Newsy

Rząd chce do 2030 r. przywrócić żeglowność rzek. Koszt inwestycji wyniesie 70 mld zł

2016-08-01  |  06:50

Priorytetem rządu są inwestycje na Odrze, gdzie wkrótce ruszą prace związane z likwidacją wąskich gardeł. Realizacja rządowego programu ma przynieść korzyści całej gospodarce – rozwinie się transport rzeczny, a wraz z nim ta gałąź przemysłu, oraz poprawi się bezpieczeństwo przeciwpowodziowe. Żeglowność rzek ma być przywrócona do 2030 roku, co w sumie ma kosztować 70 mld zł.

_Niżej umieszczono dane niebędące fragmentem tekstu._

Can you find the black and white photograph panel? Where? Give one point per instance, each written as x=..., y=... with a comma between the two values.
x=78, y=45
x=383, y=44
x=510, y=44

– Rozpoczynamy działania w ramach programu operacyjnego Infrastruktura i Środowisko i przystępujemy do likwidacji tzw. wąskich gardeł na Odrze – mówi agencji Newseria Biznes Jerzy Materna, wiceminister gospodarki morskiej i żeglugi śródlądowej. – Do 2019 roku chcemy przywrócić na niej żeglowność. W wyniku tych inwestycji Odra nie uzyska jeszcze najwyższej IV klasy żeglowności, ale barki będą już mogły po niej regularnie pływać.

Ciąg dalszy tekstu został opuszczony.